Dalam perkara ini, pihak terlapor telah dimintai keterangan. Namun, polisi belum menetapkan tersangka karena masih mendalami keterangan para saksi.
“Untuk terlapor sudah kita mintai keterangan. Tapi sampai saat ini belum (ada tersangka).
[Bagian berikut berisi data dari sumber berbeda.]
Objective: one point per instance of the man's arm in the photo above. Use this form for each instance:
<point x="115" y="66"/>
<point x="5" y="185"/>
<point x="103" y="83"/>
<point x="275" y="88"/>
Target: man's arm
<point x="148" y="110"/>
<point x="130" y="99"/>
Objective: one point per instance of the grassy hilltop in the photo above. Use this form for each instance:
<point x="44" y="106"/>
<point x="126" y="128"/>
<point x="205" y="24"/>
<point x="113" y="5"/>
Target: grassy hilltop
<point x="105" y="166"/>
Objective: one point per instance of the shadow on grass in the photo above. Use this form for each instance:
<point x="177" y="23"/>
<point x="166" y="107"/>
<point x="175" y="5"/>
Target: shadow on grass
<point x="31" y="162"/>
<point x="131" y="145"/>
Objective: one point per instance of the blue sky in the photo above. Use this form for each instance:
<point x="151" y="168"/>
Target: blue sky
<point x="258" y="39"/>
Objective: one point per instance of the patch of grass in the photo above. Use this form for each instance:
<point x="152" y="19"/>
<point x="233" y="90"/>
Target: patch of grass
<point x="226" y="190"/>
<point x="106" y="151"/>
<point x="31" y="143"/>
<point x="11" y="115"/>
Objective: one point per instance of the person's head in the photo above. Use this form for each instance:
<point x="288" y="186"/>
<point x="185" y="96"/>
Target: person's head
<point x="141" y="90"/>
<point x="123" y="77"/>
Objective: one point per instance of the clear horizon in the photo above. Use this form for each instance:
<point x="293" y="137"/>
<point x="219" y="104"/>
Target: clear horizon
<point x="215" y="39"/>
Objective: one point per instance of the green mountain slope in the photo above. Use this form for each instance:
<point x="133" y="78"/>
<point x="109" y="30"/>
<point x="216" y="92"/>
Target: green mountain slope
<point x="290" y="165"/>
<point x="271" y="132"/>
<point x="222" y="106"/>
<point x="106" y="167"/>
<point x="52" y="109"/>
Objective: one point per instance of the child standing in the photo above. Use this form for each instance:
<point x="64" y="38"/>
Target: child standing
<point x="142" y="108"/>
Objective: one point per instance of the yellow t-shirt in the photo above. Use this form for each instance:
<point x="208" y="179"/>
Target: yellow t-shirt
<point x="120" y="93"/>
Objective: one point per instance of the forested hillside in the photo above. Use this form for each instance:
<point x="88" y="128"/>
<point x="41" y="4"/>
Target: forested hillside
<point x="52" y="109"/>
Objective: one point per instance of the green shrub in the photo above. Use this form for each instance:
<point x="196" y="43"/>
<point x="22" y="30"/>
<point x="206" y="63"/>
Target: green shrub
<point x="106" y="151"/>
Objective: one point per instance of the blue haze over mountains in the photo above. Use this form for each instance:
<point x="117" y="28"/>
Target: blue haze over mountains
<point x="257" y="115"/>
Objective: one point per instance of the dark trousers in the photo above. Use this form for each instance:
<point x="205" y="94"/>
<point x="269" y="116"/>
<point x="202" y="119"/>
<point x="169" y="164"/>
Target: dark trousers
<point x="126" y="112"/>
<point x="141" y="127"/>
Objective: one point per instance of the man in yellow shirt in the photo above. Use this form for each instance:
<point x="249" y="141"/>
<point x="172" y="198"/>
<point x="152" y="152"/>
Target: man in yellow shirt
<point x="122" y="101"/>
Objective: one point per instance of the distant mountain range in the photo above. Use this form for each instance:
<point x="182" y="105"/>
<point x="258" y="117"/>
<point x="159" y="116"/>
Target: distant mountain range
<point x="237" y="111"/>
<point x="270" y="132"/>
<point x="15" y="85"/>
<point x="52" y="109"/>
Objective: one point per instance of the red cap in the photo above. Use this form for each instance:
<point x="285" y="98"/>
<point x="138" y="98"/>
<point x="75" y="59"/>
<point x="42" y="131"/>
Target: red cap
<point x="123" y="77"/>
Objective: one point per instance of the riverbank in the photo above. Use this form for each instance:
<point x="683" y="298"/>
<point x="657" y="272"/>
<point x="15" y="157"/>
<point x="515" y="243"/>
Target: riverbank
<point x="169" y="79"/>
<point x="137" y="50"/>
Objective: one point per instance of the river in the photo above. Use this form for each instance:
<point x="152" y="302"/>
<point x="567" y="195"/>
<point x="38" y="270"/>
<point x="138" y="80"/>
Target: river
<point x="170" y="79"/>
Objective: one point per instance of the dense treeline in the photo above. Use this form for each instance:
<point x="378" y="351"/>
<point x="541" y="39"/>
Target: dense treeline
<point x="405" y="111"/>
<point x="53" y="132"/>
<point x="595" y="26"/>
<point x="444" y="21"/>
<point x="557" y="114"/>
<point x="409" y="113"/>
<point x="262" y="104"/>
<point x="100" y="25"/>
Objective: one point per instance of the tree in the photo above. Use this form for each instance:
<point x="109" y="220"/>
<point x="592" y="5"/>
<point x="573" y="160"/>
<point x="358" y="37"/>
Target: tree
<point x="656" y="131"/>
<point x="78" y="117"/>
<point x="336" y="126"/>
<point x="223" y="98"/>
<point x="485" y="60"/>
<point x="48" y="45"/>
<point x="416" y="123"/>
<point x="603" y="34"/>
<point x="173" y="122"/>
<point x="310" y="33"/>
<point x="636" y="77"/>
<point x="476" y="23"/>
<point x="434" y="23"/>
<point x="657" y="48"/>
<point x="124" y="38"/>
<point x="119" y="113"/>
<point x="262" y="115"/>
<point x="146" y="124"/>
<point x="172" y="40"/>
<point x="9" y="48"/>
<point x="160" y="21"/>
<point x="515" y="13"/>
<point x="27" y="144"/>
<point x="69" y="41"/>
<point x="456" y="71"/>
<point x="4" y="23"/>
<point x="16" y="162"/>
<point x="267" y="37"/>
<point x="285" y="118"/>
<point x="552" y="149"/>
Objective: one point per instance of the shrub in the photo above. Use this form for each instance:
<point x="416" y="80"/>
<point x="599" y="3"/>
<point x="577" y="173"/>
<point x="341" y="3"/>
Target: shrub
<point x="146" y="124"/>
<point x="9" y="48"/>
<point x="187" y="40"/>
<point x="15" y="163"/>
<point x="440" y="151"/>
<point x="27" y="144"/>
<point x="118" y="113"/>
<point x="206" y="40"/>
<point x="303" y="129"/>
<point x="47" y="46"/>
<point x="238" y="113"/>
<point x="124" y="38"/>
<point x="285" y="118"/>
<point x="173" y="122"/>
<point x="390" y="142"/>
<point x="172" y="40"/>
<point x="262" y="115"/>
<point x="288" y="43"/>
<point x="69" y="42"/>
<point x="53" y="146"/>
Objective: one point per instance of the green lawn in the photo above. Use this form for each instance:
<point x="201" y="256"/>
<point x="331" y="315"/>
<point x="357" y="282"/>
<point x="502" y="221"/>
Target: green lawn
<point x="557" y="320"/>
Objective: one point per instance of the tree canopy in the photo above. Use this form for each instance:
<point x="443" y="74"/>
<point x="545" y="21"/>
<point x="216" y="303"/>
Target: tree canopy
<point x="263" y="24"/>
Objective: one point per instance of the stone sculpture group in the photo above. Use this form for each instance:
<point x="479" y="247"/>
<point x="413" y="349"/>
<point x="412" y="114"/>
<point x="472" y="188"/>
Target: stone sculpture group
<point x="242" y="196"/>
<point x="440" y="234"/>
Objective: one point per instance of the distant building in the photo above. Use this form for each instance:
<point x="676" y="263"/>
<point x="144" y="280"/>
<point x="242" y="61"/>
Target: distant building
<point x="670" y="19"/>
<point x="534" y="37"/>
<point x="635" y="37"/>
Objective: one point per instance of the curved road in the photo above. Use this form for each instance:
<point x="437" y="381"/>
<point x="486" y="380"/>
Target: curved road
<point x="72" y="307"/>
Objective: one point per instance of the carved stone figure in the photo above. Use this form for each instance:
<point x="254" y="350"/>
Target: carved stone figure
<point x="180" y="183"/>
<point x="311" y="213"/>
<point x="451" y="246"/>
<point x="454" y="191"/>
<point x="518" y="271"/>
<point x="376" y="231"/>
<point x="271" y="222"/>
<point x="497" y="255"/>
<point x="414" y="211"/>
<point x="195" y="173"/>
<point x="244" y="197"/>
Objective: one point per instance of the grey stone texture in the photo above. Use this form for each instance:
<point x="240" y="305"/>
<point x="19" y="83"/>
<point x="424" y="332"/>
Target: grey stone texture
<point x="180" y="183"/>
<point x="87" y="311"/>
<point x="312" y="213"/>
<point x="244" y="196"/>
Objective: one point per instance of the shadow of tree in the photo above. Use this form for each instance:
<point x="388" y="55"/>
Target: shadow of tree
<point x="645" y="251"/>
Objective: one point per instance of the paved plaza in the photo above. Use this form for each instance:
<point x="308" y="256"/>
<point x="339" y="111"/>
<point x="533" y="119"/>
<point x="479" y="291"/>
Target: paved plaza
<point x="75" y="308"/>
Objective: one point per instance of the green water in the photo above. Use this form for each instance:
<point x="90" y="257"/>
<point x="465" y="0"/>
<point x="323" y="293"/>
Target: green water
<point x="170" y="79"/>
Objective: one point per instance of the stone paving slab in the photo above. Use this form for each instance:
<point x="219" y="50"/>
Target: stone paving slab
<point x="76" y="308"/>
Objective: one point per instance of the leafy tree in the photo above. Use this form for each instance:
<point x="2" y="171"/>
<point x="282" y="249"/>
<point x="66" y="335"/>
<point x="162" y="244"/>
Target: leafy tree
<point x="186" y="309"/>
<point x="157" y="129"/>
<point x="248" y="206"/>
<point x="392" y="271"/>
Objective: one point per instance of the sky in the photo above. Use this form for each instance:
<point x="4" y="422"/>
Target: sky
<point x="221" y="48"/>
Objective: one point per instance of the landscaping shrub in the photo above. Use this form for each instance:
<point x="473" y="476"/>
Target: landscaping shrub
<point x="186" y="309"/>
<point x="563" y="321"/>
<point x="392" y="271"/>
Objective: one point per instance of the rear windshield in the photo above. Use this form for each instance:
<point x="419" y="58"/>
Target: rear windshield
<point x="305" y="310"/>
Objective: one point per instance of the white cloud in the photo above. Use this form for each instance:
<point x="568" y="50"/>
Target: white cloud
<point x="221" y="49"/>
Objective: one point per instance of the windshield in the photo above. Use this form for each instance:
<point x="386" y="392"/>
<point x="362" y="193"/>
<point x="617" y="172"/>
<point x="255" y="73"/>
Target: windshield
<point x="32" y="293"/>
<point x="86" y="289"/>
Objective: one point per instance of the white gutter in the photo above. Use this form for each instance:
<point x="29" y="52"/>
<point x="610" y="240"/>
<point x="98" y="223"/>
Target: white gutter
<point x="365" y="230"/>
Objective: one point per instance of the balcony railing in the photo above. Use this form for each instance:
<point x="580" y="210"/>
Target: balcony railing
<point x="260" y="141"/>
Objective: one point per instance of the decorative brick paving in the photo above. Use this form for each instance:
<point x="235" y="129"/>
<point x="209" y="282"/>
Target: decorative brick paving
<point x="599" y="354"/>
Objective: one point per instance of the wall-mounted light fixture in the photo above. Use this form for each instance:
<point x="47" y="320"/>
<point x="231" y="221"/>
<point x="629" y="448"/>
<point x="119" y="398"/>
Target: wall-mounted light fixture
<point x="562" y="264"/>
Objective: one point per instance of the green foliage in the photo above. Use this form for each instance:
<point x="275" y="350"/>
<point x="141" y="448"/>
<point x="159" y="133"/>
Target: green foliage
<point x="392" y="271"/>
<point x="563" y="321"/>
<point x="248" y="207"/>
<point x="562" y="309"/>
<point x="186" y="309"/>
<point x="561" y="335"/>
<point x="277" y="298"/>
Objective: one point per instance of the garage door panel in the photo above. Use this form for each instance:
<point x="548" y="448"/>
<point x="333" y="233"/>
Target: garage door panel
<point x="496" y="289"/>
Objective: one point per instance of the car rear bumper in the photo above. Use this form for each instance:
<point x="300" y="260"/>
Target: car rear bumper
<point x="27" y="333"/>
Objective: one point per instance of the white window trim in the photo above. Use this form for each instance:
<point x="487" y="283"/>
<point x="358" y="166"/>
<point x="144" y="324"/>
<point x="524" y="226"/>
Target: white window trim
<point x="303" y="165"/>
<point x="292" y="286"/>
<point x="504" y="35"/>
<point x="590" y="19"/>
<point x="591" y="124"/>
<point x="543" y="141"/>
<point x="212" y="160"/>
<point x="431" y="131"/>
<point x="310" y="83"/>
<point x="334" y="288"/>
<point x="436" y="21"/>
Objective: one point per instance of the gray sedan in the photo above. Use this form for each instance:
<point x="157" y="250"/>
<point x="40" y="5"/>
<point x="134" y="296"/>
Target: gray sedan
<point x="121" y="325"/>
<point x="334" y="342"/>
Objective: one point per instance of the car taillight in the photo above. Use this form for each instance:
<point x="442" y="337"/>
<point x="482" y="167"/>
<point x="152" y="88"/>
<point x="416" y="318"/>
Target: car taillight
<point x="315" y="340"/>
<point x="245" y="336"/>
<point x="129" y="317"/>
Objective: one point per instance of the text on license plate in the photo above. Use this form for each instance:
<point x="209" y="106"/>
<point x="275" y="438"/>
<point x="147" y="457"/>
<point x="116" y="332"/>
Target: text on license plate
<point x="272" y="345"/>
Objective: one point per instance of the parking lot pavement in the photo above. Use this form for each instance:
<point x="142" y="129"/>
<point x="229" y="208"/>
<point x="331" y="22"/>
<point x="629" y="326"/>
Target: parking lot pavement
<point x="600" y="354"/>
Kita masih mendalami keterangan saksi-saksi yang lain,” tandasnya.
Dari pemeriksaan sementara, sejumlah nasabah mengaku tertarik menempatkan dana di BMT Alfa Dinar karena kedekatan dengan karyawan, proses yang dinilai mudah, serta imbal hasil yang menarik.
“Karena mereka memiliki deposito di BMT Alfa Dinar, kebanyakan karena kedekatan dengan karyawan, kemudian dijanjikan prosesnya mudah, terus ada bunga-bunga yang menarik,” ungkap Wikan.
Besaran imbal hasil yang disebut ditawarkan mencapai sekitar 12 persen per tahun.
“Kalau tidak salah itu bunga per tahun ada 12 persen,” ujarnya.
Polisi masih mengumpulkan alat bukti dan membuka ruang bagi nasabah lain yang merasa menjadi korban untuk memberikan informasi.
“Kita masih melakukan pemeriksaan saksi-saksi untuk menambah alat bukti dan mengumpulkan nasabah-nasabah yang menjadi korban,” pungkasnya.